彼は、2002年ごろからなんか時代小説とかを読み始め「革命」とか言い出したり、侍のコスプレして入場したり(vs田村潔司戦)、挙句の果てに「心の脱藩」とか言い出して、最後は本当に脱藩した(笑)。
「時代で言うと、やっぱり戦国時代と幕末、そのふたつが好きですね。」
−−特に誰に惹かれるんですか?
−−「様」付けなんですね(笑)
思い起こせば戦国武将やお城や時代小説が好きな格闘家やプロレスラーは多く、藤波辰巳の城めぐりは有名だ。橋本真也はショーグンを名乗ったし、前田日明は最近も「壬生義士伝」を読んで(映画を見て)泣かない人間は信用しない、とか公言してたな。
だから影響されやすい美濃輪が、こういうのにハマってもあまりにも当たり前というか。
しかし、人様のことをこう断言するのもアレだが、ほら美濃輪馬鹿でしょ、バカ。
ぶっちゃけ、歴史モノとかを読む基礎的な知識が欠けてるだろうと(笑)。
実際、インタビューを読んでいたら、
「活字はそこまで読めないんで、漫画とか軽いヤツですけど。そういうものを見て、武将の明言とか闘いの時に生まれた言葉とかに凄い影響を受けます。
今でも僕自身の闘いの中で、その言葉に助けられたりするんですよね。」
ハハハ、やっぱりね・・・と思いきや、インタビューはさっき上に出ていた織田信長好きという話題から、例の信長・秀吉・家康の「ホトトギス」話に移る。
鳴かぬなら 殺してしまえ ほととぎす 信長
鳴かぬなら 鳴かせてみせよう ほととぎす 秀吉
鳴かぬなら 鳴くまでまとう ほととぎす 家康
偽作丸出しながら、特徴を良く捕らえておなじみの歌だが、美濃輪はそれを受けてこう言う。
「でも僕の中にもあるんですよ。
鳴かぬなら 鳴かぬも自由さ ホトトギス
というのが。

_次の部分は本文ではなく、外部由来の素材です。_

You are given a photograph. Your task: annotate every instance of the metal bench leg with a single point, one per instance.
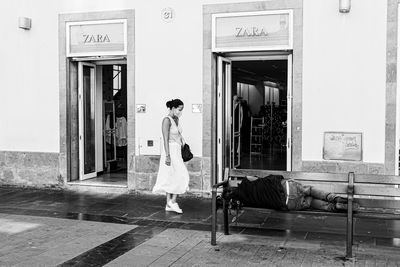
(226, 223)
(350, 220)
(214, 218)
(349, 246)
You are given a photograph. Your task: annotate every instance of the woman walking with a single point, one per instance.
(172, 177)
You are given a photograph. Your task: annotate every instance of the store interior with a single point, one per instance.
(259, 114)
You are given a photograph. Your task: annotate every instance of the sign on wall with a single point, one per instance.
(342, 146)
(96, 38)
(250, 31)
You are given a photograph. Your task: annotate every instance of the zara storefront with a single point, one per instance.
(281, 85)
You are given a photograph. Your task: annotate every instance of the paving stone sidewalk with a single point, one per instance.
(38, 241)
(177, 247)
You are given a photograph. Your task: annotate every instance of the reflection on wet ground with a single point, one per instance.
(148, 210)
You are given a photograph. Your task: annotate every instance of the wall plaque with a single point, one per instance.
(96, 38)
(250, 31)
(342, 146)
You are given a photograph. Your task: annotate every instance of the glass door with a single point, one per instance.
(289, 115)
(87, 120)
(224, 150)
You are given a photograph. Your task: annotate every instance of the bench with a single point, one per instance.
(376, 195)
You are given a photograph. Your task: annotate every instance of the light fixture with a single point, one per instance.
(344, 6)
(24, 23)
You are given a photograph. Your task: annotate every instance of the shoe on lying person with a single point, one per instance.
(173, 207)
(344, 206)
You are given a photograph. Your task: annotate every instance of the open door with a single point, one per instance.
(87, 120)
(289, 115)
(224, 76)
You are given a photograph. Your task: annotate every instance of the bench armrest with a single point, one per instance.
(223, 183)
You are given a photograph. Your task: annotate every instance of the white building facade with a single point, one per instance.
(84, 63)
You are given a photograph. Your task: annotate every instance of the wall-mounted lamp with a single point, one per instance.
(344, 6)
(24, 23)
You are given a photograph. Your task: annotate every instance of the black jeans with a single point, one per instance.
(303, 197)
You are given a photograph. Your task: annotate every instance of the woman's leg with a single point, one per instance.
(168, 197)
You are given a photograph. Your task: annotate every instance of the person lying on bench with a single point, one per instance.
(275, 192)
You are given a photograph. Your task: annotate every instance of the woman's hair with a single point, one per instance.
(174, 103)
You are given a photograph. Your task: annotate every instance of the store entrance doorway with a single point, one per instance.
(102, 122)
(254, 112)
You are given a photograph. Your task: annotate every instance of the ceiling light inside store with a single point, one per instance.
(344, 6)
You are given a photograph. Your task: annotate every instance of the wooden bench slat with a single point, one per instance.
(377, 179)
(384, 203)
(376, 190)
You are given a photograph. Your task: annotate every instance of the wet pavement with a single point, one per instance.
(137, 221)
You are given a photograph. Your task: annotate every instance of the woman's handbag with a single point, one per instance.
(186, 153)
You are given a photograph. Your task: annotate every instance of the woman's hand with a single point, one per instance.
(168, 160)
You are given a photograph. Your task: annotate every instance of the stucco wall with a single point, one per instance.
(344, 75)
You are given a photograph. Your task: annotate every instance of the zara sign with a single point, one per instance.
(251, 31)
(96, 38)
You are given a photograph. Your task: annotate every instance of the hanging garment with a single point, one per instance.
(108, 130)
(121, 131)
(173, 179)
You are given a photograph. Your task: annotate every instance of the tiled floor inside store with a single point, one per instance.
(55, 227)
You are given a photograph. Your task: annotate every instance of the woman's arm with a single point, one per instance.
(166, 125)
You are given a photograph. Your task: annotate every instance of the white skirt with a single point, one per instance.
(173, 179)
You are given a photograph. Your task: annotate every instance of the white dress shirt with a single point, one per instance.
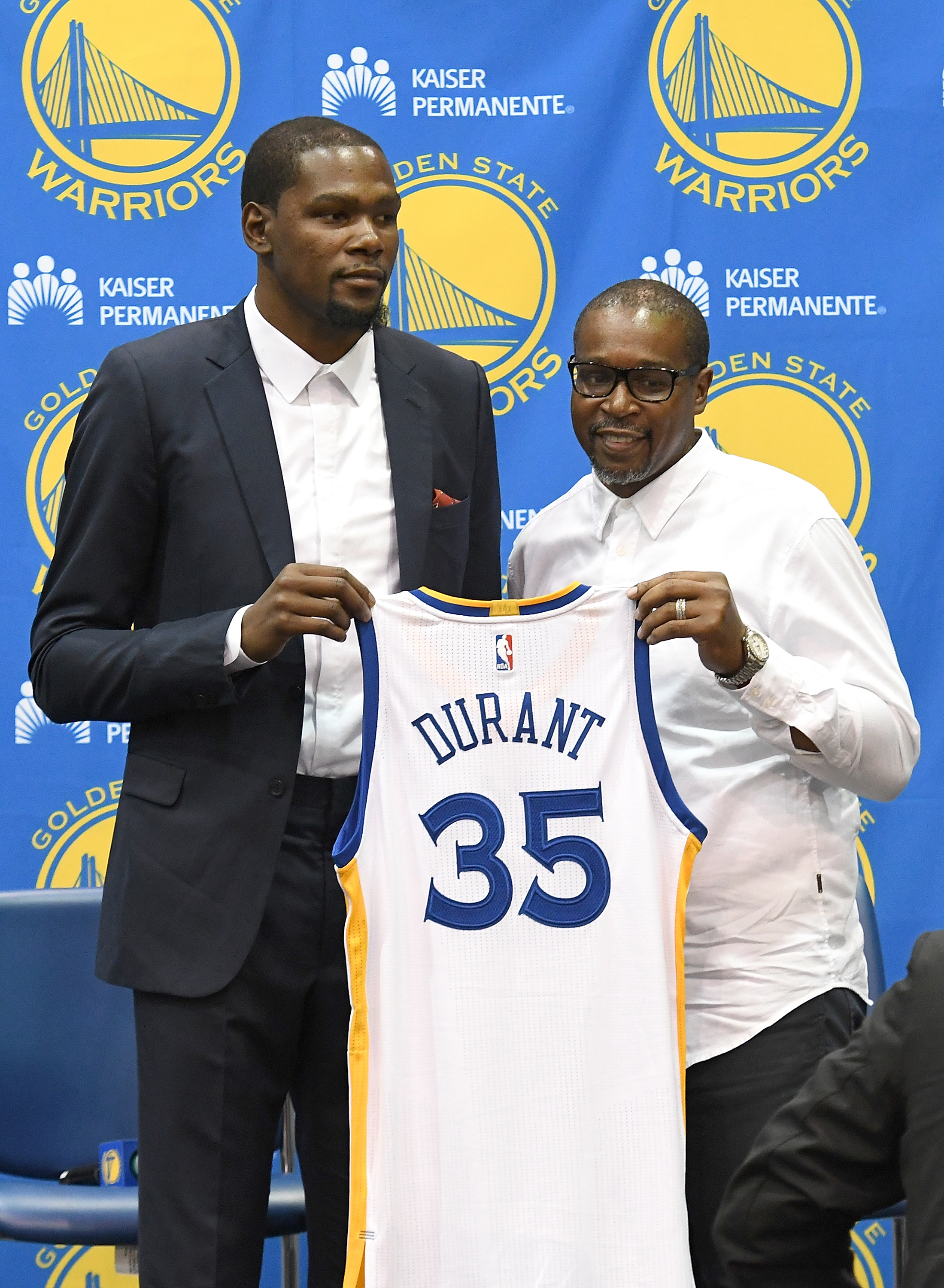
(772, 919)
(329, 429)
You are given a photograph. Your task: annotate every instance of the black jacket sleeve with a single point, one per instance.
(483, 566)
(823, 1162)
(94, 656)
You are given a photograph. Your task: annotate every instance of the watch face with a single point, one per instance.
(756, 647)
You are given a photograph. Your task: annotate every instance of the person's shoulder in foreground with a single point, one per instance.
(865, 1133)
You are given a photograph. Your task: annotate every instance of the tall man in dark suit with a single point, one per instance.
(221, 474)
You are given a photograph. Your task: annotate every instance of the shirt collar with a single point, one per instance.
(290, 369)
(657, 501)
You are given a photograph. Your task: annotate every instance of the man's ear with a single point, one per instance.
(257, 221)
(702, 384)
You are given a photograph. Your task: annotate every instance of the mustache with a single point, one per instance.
(612, 423)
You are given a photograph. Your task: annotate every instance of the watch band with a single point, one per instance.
(756, 652)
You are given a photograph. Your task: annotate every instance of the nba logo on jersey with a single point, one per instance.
(504, 653)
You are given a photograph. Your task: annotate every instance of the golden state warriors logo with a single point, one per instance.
(46, 476)
(865, 1265)
(756, 92)
(76, 838)
(476, 271)
(132, 94)
(83, 1268)
(53, 420)
(789, 422)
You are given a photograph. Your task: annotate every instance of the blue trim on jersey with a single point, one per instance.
(483, 607)
(653, 744)
(468, 610)
(349, 838)
(561, 602)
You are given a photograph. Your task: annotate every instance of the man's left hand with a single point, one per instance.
(711, 616)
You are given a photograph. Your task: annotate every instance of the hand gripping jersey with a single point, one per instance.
(516, 867)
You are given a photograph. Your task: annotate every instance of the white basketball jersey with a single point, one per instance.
(516, 867)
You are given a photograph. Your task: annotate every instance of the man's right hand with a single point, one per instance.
(304, 599)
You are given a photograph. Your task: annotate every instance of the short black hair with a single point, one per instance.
(272, 164)
(661, 299)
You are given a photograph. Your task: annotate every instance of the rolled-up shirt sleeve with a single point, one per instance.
(832, 671)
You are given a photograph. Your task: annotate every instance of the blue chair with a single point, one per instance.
(69, 1078)
(875, 963)
(875, 966)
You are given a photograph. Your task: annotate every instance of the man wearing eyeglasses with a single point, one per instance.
(790, 705)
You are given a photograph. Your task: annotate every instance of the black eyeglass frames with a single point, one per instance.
(647, 384)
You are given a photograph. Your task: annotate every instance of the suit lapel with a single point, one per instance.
(239, 404)
(410, 444)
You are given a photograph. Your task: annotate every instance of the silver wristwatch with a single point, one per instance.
(756, 652)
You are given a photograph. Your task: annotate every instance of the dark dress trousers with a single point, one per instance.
(174, 516)
(865, 1133)
(221, 906)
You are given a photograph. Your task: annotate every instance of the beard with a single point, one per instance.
(619, 478)
(606, 474)
(347, 319)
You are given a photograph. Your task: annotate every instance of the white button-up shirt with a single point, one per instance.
(772, 919)
(329, 429)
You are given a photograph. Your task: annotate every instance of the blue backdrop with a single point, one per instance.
(777, 161)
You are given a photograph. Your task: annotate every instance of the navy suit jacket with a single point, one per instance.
(174, 516)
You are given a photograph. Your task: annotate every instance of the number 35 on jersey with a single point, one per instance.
(516, 867)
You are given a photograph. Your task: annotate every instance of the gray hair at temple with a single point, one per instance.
(661, 299)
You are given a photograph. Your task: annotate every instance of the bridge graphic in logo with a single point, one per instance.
(711, 89)
(476, 271)
(755, 91)
(428, 303)
(85, 97)
(131, 93)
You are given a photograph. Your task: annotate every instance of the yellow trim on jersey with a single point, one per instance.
(500, 607)
(688, 858)
(358, 1046)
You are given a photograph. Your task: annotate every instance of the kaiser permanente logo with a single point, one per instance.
(758, 100)
(476, 271)
(786, 301)
(477, 103)
(136, 100)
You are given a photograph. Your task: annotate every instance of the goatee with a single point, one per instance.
(347, 319)
(619, 478)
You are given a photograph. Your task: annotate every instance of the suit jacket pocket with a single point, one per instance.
(154, 781)
(447, 548)
(446, 518)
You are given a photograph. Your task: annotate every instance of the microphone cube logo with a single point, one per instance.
(504, 653)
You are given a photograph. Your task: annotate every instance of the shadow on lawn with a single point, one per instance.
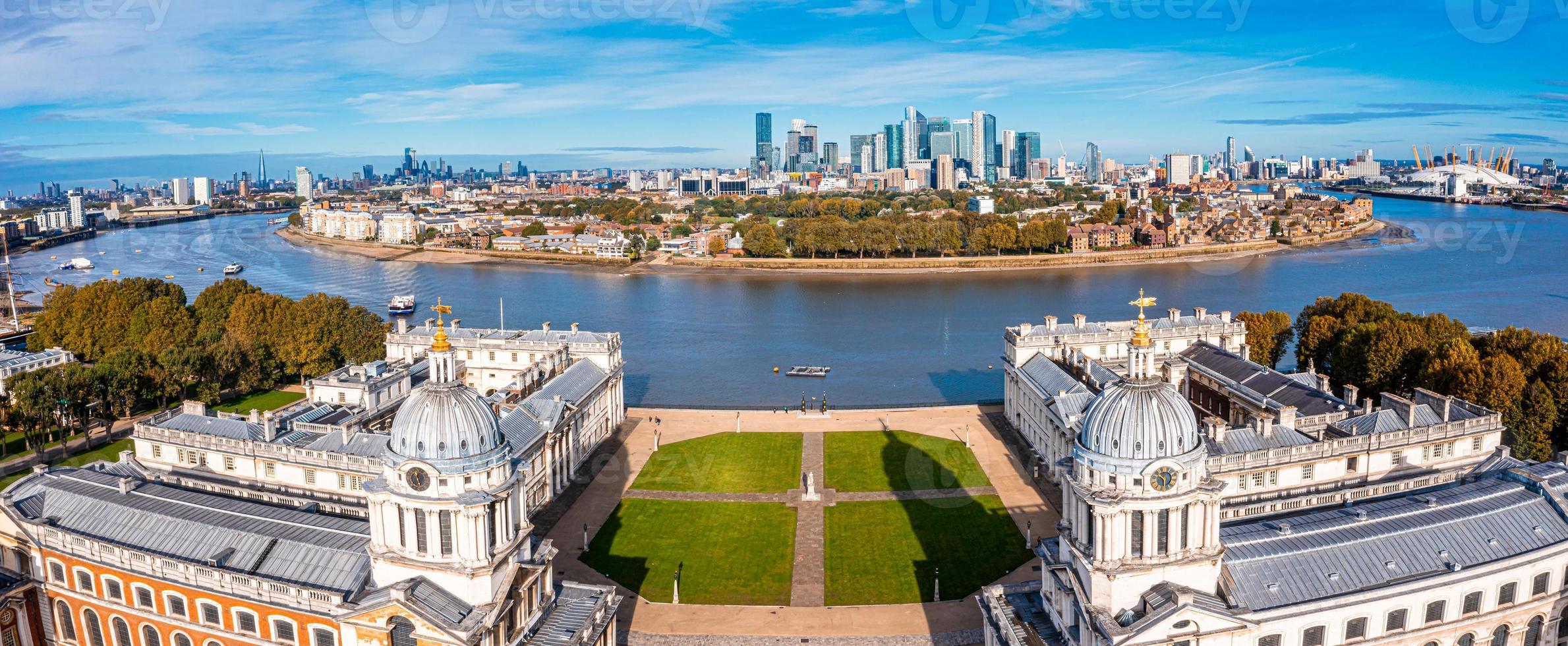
(960, 554)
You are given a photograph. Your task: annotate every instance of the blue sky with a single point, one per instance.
(152, 88)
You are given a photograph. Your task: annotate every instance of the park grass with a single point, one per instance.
(897, 461)
(728, 552)
(730, 463)
(267, 400)
(888, 551)
(109, 452)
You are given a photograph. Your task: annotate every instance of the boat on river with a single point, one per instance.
(808, 370)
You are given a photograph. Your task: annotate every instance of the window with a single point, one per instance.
(175, 606)
(1396, 622)
(1506, 593)
(143, 597)
(93, 628)
(283, 631)
(1357, 630)
(245, 622)
(446, 532)
(1137, 533)
(1471, 604)
(421, 537)
(68, 626)
(1532, 632)
(209, 614)
(121, 632)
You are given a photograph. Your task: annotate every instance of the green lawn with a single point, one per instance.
(730, 552)
(897, 461)
(268, 400)
(109, 452)
(731, 463)
(888, 551)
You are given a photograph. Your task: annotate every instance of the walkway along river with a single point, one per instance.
(714, 339)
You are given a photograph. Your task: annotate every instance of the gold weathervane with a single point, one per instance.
(1140, 333)
(440, 344)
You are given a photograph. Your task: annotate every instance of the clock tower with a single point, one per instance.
(1139, 507)
(449, 502)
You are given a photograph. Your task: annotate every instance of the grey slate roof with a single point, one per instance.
(1263, 382)
(1395, 421)
(196, 527)
(1324, 554)
(1248, 440)
(568, 622)
(229, 428)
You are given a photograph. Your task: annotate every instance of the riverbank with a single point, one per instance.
(890, 266)
(415, 253)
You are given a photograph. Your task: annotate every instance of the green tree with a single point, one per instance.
(1267, 334)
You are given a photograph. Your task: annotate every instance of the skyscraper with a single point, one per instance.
(181, 191)
(892, 137)
(915, 135)
(983, 150)
(303, 183)
(1006, 159)
(1093, 165)
(204, 191)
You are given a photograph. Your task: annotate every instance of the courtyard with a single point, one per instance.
(885, 518)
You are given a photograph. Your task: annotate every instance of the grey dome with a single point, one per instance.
(1142, 421)
(444, 421)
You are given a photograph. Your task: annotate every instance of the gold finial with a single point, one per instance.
(440, 344)
(1140, 333)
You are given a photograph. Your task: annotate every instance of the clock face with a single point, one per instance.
(1164, 479)
(418, 479)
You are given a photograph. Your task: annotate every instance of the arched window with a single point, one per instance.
(1532, 632)
(68, 626)
(402, 631)
(93, 628)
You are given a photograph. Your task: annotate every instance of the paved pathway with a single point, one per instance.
(1007, 474)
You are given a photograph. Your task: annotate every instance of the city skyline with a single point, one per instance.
(1254, 80)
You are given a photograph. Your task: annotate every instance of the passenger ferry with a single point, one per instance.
(402, 305)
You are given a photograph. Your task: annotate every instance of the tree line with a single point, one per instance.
(1368, 344)
(142, 345)
(883, 235)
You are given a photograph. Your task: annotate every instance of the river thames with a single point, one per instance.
(714, 341)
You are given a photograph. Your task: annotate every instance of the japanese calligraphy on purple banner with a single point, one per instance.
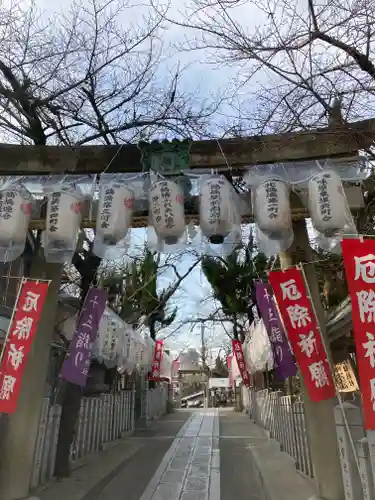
(284, 361)
(77, 363)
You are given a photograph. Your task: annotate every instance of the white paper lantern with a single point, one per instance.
(15, 213)
(272, 208)
(327, 202)
(63, 219)
(115, 213)
(167, 211)
(217, 212)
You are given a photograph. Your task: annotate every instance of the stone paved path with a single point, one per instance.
(190, 470)
(204, 454)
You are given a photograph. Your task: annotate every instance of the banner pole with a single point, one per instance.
(15, 308)
(331, 365)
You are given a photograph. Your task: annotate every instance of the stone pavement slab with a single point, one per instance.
(190, 462)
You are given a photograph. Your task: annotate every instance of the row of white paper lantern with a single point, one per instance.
(217, 212)
(329, 213)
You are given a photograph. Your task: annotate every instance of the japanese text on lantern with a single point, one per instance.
(303, 332)
(156, 362)
(238, 353)
(20, 336)
(359, 261)
(108, 194)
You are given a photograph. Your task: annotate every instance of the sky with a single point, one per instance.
(193, 297)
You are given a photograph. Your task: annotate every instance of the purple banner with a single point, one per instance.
(285, 365)
(77, 363)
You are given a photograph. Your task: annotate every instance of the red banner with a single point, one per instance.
(359, 261)
(238, 353)
(303, 332)
(156, 362)
(20, 337)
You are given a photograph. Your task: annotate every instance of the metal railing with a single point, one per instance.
(286, 423)
(101, 420)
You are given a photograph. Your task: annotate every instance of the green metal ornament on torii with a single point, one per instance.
(166, 157)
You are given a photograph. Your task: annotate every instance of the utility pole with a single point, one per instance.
(204, 364)
(320, 420)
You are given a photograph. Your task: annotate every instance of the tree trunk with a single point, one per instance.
(72, 394)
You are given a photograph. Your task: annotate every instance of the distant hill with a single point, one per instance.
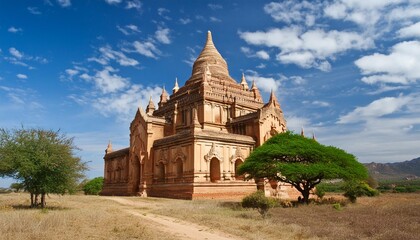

」(10P)
!!!!!!
・・・・・・・うーん、この有名な句を、自分なりにもじりました、という人は数多い。
しかし、ここで美濃輪が選んだ「それも自由さ」という言葉は、たぶん、彼が脳内で考えたものではない(笑)。って失礼な。
いや、いいたいことは、これは単なる観念やうまいこと言おう、ってことじゃなく、彼の歩み、戦いの歴史、そして勝利と敗北の中から生まれてきたものだろうな、ってことだ。
いかにまだ文字だけの活字は読みづらく、漫画本で代用しているとはいえ、ここまでの地点には、逆に言うと普通の読書では到達できるものではない。
「書を捨てよ、街に出よう」ではない。
「書も持って、街に出よう」だ。いや「書も持って、リングに上ろう」か。
なんにせよ、恐れ入りましただ。引き出したインタビュアーも大したもの。
次の試合自体(vsバタービーン)は「このカード、どうなの?」って感じだけどさ。